How do you handle object equality for java objects managed by hibernate? In the ‘hibernate in action’ book they say that one should favor business keys over surrogate keys.
Most of the time, i do not have a business key. Think of addresses mapped to a person. The addresses are keeped in a Set and displayed in a Wicket RefreshingView (with a ReuseIfEquals strategy).
I could either use the surrogate id or use all fields in the equals() and hashCode() functions.
The problem is that those fields change during the lifetime ob the object. Either because the user entered some data or the id changes due to JPA merge() being called inside the OSIV (Open Session in View) filter.
My understanding of the equals() and hashCode() contract is that those should not change during the lifetime of an object.
What i have tried so far:
- equals() based on hashCode() which uses the database id (or super.hashCode() if id is null). Problem: new addresses start with an null id but get an id when attached to a person and this person gets merged() (re-attached) in the osiv-filter.
- lazy compute the hashcode when hashCode() is first called and make that hashcode @Transitional. Does not work, as merge() returns a new object and the hashcode does not get copied over.

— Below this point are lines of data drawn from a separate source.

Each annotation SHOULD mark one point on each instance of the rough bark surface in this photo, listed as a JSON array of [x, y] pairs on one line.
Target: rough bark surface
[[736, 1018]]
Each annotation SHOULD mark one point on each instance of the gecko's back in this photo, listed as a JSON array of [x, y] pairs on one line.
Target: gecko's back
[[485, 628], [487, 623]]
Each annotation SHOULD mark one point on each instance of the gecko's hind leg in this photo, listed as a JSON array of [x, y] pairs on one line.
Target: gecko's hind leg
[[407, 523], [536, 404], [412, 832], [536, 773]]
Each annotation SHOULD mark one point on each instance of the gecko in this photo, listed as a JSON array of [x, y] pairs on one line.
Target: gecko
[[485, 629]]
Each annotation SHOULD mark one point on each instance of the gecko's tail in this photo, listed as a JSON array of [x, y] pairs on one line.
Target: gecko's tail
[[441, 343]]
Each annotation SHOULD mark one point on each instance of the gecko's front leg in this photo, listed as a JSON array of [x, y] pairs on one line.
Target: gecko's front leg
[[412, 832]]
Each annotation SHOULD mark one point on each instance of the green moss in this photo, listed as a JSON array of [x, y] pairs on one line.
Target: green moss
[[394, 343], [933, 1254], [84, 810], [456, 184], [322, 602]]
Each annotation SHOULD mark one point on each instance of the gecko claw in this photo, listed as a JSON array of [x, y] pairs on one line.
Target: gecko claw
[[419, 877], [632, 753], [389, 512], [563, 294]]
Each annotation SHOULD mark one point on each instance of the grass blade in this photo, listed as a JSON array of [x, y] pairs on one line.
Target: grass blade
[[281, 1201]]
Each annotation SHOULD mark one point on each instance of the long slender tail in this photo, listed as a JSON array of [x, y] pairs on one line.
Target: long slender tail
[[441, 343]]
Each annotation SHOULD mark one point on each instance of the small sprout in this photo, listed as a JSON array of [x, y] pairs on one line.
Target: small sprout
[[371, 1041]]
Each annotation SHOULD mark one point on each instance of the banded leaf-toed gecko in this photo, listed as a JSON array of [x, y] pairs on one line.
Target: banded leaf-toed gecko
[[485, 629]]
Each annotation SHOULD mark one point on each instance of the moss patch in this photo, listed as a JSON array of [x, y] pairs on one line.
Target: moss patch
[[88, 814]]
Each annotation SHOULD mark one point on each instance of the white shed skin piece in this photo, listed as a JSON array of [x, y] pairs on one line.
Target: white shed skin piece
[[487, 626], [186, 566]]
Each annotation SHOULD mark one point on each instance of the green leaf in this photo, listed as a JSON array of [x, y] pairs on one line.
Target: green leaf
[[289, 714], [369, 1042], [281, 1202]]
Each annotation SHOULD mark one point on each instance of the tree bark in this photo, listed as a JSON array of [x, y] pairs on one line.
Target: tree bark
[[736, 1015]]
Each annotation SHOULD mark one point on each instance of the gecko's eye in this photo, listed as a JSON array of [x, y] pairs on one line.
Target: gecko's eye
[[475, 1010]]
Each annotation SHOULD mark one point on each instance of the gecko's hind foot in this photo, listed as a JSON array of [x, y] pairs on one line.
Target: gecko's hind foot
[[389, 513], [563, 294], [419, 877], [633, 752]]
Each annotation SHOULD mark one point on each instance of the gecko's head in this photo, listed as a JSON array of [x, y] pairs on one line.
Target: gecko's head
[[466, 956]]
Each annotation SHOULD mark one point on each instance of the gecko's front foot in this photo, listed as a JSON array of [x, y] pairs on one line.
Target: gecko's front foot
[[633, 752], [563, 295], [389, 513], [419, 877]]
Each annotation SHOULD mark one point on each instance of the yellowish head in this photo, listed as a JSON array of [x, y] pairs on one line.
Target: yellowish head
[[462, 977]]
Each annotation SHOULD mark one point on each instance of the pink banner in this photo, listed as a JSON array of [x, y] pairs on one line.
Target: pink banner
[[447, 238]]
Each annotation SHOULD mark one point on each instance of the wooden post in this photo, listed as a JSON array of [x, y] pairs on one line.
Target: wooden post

What i would need is an ID that gets assigned during object creation I think. What would be my options here? I don’t want to introduce some additional persistent property. Is there a way to explicitly tell JPA to assign an ID to an object?
Regards
Using the
idof an entity is not a good idea because transient entities don’t have an id yet (and you still want a transient entity to be potentially equal to a persistent one).Using all properties (apart from the database identifier) is also not a good idea because all properties are just not part of the identity.
So, the preferred (and correct) way to implement equality is to use a business key, as explained in Java Persistence with Hibernate:
Maybe I missed something but for an Address, the business key would typically be made of the street number, the street, the city, the postal code, the country. I don’t see any problem with that.
Just in case, Equals And HashCode is another interesting reading.